Once you have done the above, you need to start measuring the specifics. What resource will hit its capacity first?
For example, if the webserver is running at or near capacity while the database server sits mostly idle, it makes no sense to switch databases or to implement replication etc.
If the webserver sits mostly idle while the dbms chugs away constantly, it makes no sense to look into switching to a cluster of load-balanced webservers.
Take care of the simple things first.
If the dbms is the likely bottle-neck, make sure your database has the right indexes so that it gets fast access times during lookup and doesn't waste unnecessary time during updates. Make sure the dbms logs to a different physical medium from the tables themselves. Make sure the application isn't issuing any wasteful queries etc. Make sure you do not run any expensive analytical queries against your transactional database.
If the webserver is the likely bottle-neck, profile it to see where it spends most of its time and reduce the work by changing your application or implementing new caching strategies etc. Make sure you are not doing anything that will prevent you from moving from a single server to multiple servers with a load balancer.
If you have taken care of the above, you will be much better prepared for making the move to multiple webservers or database servers. You will be much better informed for deciding whether to scale your database with replication or to switch to a completely different data model etc.

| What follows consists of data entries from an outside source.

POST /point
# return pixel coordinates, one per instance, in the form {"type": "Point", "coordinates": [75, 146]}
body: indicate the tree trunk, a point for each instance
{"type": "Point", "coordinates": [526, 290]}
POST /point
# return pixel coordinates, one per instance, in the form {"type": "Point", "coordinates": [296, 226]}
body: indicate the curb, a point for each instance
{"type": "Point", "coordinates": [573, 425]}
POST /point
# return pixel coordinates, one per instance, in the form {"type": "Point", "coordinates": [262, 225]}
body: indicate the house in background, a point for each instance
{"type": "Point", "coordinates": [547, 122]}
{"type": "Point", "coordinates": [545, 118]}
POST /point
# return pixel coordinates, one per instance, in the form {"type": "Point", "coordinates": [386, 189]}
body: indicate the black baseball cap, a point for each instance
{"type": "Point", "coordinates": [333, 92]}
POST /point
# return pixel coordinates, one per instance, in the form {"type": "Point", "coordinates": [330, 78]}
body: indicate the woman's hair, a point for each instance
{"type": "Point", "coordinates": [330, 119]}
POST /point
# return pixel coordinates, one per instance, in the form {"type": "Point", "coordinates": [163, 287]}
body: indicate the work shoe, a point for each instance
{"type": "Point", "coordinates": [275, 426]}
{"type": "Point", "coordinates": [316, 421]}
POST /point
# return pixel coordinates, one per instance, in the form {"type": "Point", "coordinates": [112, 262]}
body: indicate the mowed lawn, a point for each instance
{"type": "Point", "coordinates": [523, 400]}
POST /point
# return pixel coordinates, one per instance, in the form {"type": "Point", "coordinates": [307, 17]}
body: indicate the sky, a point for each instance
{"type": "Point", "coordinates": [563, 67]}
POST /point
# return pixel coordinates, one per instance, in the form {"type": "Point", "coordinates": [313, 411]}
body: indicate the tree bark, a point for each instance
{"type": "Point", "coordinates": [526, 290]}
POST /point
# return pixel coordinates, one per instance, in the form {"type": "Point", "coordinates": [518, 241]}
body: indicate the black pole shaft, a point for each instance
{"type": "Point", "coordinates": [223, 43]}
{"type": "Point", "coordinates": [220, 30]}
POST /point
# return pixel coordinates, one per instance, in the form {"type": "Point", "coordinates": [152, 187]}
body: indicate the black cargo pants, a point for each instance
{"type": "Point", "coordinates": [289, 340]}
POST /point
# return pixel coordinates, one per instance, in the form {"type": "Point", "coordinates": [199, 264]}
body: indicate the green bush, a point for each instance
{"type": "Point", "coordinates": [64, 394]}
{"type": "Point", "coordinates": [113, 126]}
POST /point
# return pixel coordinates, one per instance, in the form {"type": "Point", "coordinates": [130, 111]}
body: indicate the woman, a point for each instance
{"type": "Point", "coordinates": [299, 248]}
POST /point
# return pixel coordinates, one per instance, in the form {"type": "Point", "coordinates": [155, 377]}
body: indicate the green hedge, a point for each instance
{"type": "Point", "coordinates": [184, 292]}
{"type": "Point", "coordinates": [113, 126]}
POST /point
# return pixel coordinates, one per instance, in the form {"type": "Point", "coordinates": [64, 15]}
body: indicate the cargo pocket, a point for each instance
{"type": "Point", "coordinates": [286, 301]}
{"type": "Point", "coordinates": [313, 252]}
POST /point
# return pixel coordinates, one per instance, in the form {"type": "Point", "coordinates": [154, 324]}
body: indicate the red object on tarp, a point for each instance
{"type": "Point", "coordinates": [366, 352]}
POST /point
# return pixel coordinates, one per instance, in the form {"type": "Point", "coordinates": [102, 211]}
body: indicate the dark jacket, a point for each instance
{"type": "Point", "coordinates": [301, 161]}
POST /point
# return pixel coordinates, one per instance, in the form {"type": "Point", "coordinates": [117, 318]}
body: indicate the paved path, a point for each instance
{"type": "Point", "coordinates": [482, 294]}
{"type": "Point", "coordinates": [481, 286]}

1) First thing - measure how many requests per second can serve you most-visited pages. For well-written PHP sites on average hardware it must be in 200-400 requests per second range. If you are not there - you have to optimize the code by reducing number of database requests, caching rarely changed data in memcached/shared memory, using PHP accelerator. If you are at some 10-20 requests per second, you need to get rid of your bulky framework.
2) Second - if you are still on Apache2, you have to switch to lighthttpd or nginx+apache2. Personally, I like the second option.
3) Then you move all your static data to separate server or CDN. Make sure it is served with "expires" headers, at least 24 hours.
4) Only after all these things you might start thinking about going to EC2/Hadoop, build multiple servers and balancing the load (nginx would also help you there)
After steps 1-3 you should be able to serve some 10'000'000 hits per day easily.
If you need just 1.5-3 times more, I would go for single more powerfull server (8-16 cores, lots of RAM for caching & database).
With step 4 and multiple servers you are on your way to 0.1-1billion hits per day (but for significantly larger hardware & support expenses).
Find out where issues are happening (or are likely to happen if you don't have them now). Knowing what is your biggest resource usage is important when evaluating any solution. Stick to solutions that will give you the biggest improvement.
Consider:
- higher than needed bandwidth use x user is something you want to address regardless of moving to ec2. It will cost you money either way, so its worth a shot at looking at things like this: http://developer.yahoo.com/yslow/
- don't invest into changing databases if that's a non issue. Find out first if that's really the problem, and even if you are having issues with the database it might be a code issue i.e. hitting the database lots of times per request.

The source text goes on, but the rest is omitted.